Indeed, interest rates are already beginning to head up sharply. Short-term rates across tenures spiked in sympathy following the Reserve Bank of Indias (RBI) liquidity-tightening measures. The RBIs attempts to rein in the rupee, however, helped the currency recover by 1.08% to 59.13.
Corporates are going to feel the pinch since the cost of commercial paper has risen by 10-15 bps in a single day. Moreover, banks will certainly pass on the increase in their cost of funds to borrowers.
At least in the short run, you could see credit becoming costly, said Sunil Pant, chief general manager, financial control, State Bank of India.
The 3-month AAA-rated commercial paper was quoting at 10.75-11.00% on Wednesday, a 25 bps rise over Tuesdays levels. Yields on AAA-rated 10-year corporate bonds have risen by 10 bps and are up by a whopping 100 bps since mid-June. Issuances have halted with only two players hitting the market since the beginning of this month, dealers said.
Meanwhile, smaller banks, which have a greater dependence on bulk deposits, may soon need to tweak short-term deposits rates to attract cheaper money. If the measures are not rolled back, its possible deposit rates will start to go up, BA Prabhakar, chairman & managing director, Andhra Bank, said.
On Tuesday, the RBI capped banks borrowings from the repo tender at 0.5% of deposits of each individual bank instead of imposing a system-wide limit of R75,000 crore as it had done earlier. The central bank also said that banks must maintain 99% of their cash reserve ratio (CRR) requirements on a daily basis instead of the earlier 70%.
Its hard to call the market but the yield on the benchmark will now realign itself higher, Manish Wadhawan, head of interest rates at HSBC, said. Treasury heads believe yields could rise further once banks start maintaining CRR at the higher levels from July 27.
The 10.25% is now the floor for the call money rate and there could be occasional spikes, said a treasury official at Bank of India.
Indian banks were already sitting on substantial mark-to-market losses as bond yields have surged ever since the RBI announced its first set of measures on July 15. Tuesdays measures have tightened liquidity even further. The banking systems investment in government securities as on June 12 was Rs 21.73 lakh crore or 30% of the total deposits. Banks hold these securities in three categories held-to-maturity (HTM), available-for-sale (AFS) and held-for-trading (HFT).
Banks are mandated to keep only 23% of their deposits in government securities under statutory liquidity ratio (SLR)norms. Banks are allowed to keep 25% of the SLR portfolio in HTM. Therefore, roughly Rs 16 lakh crore worth of bonds will have to be marked to current market levels.
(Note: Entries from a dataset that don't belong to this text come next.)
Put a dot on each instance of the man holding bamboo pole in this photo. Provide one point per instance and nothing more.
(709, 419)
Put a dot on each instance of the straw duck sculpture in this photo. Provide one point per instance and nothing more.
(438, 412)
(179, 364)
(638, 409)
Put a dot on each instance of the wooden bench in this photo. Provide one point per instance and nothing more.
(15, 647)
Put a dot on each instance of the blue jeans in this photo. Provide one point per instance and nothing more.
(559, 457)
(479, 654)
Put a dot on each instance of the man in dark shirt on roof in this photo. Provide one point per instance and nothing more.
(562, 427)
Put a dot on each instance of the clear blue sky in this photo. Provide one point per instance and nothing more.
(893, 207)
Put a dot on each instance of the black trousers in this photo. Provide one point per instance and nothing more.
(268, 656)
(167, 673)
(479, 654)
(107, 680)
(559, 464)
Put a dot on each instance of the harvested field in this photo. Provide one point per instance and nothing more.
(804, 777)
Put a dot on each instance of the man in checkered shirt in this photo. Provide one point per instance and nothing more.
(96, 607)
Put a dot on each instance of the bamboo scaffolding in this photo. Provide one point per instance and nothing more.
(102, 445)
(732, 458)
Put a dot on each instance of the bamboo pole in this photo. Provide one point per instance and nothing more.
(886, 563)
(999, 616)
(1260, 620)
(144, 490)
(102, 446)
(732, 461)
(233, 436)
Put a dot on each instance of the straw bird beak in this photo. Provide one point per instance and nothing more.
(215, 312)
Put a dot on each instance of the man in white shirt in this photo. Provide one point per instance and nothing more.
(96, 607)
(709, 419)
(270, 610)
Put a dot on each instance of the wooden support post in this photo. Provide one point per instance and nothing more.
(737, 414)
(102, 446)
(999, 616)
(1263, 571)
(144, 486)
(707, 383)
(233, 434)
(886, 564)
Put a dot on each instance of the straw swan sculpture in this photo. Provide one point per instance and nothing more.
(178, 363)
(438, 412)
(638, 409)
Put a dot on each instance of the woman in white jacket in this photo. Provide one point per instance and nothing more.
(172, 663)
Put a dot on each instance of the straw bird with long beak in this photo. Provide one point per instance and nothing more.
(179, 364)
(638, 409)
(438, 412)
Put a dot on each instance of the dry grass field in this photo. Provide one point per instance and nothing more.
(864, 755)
With the rise in yields, the government bond auctions could also get hit. Wadhawan of HSBC said cutoffs at the upcoming bond auctions could be higher. It is very possible that the devolvement at the auctions increases, said Sandeep Bagla, senior vice-president at ICICI Securities Primary Dealership.
The RBI will auction Rs 15,000 crore worth of government bonds on Friday. At last weeks Rs 12,000 crore bond auction, around Rs 3,527 crore was devolved on primary dealers.
However, the auction of two treasury bills on Wednesday went smoothly, even though the cutoff was at at 11% for 91-day T-bills. A marginal Rs 700 crore worth of bids for the 91-day T-bills was rejected.